Researcher: Expression of Interest

Berkeley
Open Positions: ARC Theory – Research /
Employee /
On-site
Please note: we paused hiring in early 2024, and expect to reopen hiring in the second half of the year. Please use this form to make an application for us to process once we reopen hiring.

What is ARC’s Theory team?
The Alignment Research Center (ARC) is a non-profit whose mission is to align future machine learning systems with human interests. The high-level agenda of the Theory team (not to be confused with the Evals team) is described by the report on Eliciting Latent Knowledge (ELK): roughly speaking, we’re trying to design ML training objectives that incentivize systems to honestly report their internal beliefs.

For the last year or so, we’ve mostly been focused on an approach to ELK based on formalizing a kind of heuristic reasoning that could be used to analyze neural network behavior, as laid out in our paper on Formalizing the presumption of independence. Our research has reached a stage where we’re coming up against concrete problems in mathematics and theoretical computer science, and so we’re particularly excited about hiring researchers with relevant background, regardless of whether they have worked on AI alignment before. See below for further discussion of ARC’s current theoretical research directions.

Who is ARC looking to hire?
Compared to our last hiring round, we have more of a need for people with a strong theoretical background (in math, physics or computer science, for example), but we remain open to anyone who is excited about getting involved in AI alignment, even if they do not have an existing research record.

Ultimately, we are excited to hire people who could contribute to our research agenda. The best way to figure out whether you might be able to contribute is to take a look at some of our recent research problems and directions:

- Some of our research problems are purely mathematical, such as these matrix completion problems – although note that these are unusually difficult, self-contained and well-posed (making them more appropriate for prizes).
- Some of our other research is more informal, as described in some of our recent blog posts such as Finding gliders in the game of life.
- A lot of our research occupies a middle ground between fully-formalized problems and more informal questions, such as fixing the problems with cumulant propagation described in Appendix D of Formalizing the presumption of independence.

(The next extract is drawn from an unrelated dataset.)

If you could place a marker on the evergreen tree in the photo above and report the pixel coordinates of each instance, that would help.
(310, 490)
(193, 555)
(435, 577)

What is working on ARC’s Theory team like?
ARC’s Theory team currently has 4 permanent team members, Mark Xu, Jacob Hilton, Eric Neyman and Dávid Matolcsi, alongside a varying number of temporary team members (recently anywhere from 0–3).

Most of the time, team members work on research problems independently, with frequent check-ins with their research advisor (e.g., twice weekly). The problems described above give a rough indication of the kind of research problems involved, which we would typically break down into smaller, more manageable subproblems. This work is often somewhat similar to academic research in pure math or theoretical computer science.

In addition to this, we also allocate a significant portion of our time to higher-level questions surrounding research prioritization, which we often discuss at our weekly group meeting. Since the team is still small, we are keen for new team members to help with this process of shaping and defining our research.

ARC shares an office with several other groups working on AI alignment such as Redwood Research, so even though the Theory team is small, the office is lively with lots of AI alignment-related discussion.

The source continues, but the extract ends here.